Time Magazine recently published a list of the 25 Worst Passwords of 2012, as collected by SplashData. All in all, there really shouldn’t be any surprises for anyone who even remotely follows news on hacks, breaches or security. All of the time-honored favorites are here – password, 123456, qwerty, welcome, letmein, abc123 and 19 others you could easily guess in very little time.
People are definitely suffering from password fatigue – our own research shows that the average person has 7.9 unique username/password combinations (which is higher than the 6.5 average that often gets cited based on a 2007 study but still far fewer than the number of sites that require registration). More worrisome is that almost 2 in 5 people think it would be easier to solve world peace than remember all their passwords!
To overcome password fatigue, people re-use their existing passwords – ones as easy to guess as welcome – whenever they create new accounts across the web. This means if you offer the ability to login, register or sign-in on your website, your accounts are vulnerable even if you are spending huge amounts of money to protect your data. You see, all the hackers need to do is re-use usernames (often an email address) and hacked passwords from other sites to access yours. But don’t just take my word for it – read this frightening article to get a different perspective if you doubt our data.

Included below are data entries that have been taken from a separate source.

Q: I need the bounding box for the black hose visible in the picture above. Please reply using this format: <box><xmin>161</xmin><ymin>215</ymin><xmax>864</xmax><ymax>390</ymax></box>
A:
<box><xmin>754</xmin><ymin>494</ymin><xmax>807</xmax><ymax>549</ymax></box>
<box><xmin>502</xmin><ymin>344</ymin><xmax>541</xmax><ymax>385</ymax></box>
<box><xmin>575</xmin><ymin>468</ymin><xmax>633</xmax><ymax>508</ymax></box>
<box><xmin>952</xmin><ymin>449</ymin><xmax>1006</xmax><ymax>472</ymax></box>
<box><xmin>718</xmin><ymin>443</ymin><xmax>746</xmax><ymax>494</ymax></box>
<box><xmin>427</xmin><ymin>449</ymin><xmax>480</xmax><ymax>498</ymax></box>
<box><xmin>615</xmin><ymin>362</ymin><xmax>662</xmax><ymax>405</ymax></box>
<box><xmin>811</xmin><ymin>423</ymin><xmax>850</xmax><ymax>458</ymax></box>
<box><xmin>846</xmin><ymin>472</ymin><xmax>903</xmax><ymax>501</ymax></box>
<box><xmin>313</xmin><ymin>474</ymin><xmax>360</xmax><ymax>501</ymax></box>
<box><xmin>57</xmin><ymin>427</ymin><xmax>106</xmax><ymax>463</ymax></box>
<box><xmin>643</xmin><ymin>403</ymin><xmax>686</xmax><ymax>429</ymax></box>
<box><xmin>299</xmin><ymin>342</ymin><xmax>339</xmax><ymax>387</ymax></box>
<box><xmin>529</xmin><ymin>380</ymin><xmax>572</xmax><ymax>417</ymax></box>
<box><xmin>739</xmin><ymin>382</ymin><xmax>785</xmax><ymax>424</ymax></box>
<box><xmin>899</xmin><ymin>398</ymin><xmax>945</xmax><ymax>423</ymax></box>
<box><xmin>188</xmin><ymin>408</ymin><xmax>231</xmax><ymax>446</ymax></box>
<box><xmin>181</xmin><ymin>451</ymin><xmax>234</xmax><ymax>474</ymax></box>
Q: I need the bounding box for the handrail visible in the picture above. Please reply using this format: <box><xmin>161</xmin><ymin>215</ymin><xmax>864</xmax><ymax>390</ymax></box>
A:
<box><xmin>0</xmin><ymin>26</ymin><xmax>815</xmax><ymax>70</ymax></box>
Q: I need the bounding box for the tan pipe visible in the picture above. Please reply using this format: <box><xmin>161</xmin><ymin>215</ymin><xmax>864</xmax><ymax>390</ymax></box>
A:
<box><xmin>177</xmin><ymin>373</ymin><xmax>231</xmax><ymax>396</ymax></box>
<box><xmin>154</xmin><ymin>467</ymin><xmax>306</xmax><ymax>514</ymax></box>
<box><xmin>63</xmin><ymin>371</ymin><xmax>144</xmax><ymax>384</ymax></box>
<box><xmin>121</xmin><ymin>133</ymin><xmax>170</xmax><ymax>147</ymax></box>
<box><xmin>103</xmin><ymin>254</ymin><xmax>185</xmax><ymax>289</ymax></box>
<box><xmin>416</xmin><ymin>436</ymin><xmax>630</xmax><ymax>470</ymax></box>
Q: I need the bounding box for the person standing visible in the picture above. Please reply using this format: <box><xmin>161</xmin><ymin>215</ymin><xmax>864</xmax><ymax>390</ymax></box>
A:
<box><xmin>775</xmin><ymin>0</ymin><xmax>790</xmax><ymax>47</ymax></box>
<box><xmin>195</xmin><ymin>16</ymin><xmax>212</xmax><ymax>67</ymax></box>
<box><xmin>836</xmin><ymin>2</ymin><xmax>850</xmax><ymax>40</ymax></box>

There are a number of ways to protect your data from the effects of password fatigue, but many of them turn off consumers who don’t want to fill out long registration forms or create hard-to-remember strong passwords. That’s why I’m such a strong advocate for social login – the ability for your site visitors to use an existing identity from Facebook, Google, Twitter, etc. to register on your site.
Social login as a means to register gives people an easier way to set up an account with your site, eliminates forms and passwords, and can actually increase your conversion rates. At the end of the day, shifting the burden of protecting identity to the big guys with the best technology, takes a big headache off your IT Team’s plate. If you don’t already offer this, what’s holding you back?